As Roy Greenslade has pointed out, since the takeover “there is no convincing evidence that it has since become anti-British, as Glover contended. Nor has there been a scintilla of evidence of Nikkei influencing the paper’s content”. Not only that, Nikkei’s chairman “said there was no possibility of his company interfering in the paper’s editorial”.
So what is the Mail on about? Is this a merely routine slice of hypocrisy, given the Mail is controlled by a company in Bermuda? The deeply subversive Guardian has shed some light on the potential motive. “Mail Online has gone into partnership with The People’s Daily, the official organ of the Chinese communist party”, they have reported.
There was more. “An article about an embarrassing Chinese hospital mistake was published on the Mail group’s Australian website with the tag, ‘This story was produced in partnership with The People’s Daily’”. That, as is helpfully explained, is “the official organ of the Chinese communist party”. Well, well.

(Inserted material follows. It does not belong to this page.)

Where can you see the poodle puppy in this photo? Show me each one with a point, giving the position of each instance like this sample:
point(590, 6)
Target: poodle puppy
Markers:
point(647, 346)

The Daily Mail is slagging off business leaders in democratic Japan, while cosying up to the totalitarian dictatorship that runs The People’s Republic Of China. No wonder Mail pundits keep ranting on about how terrible all those Yuman Rights are.
But it figures that the Mail is making common cause with a brutal dictatorship. After all, Paul Dacre has been running the paper like that for the past 25 years.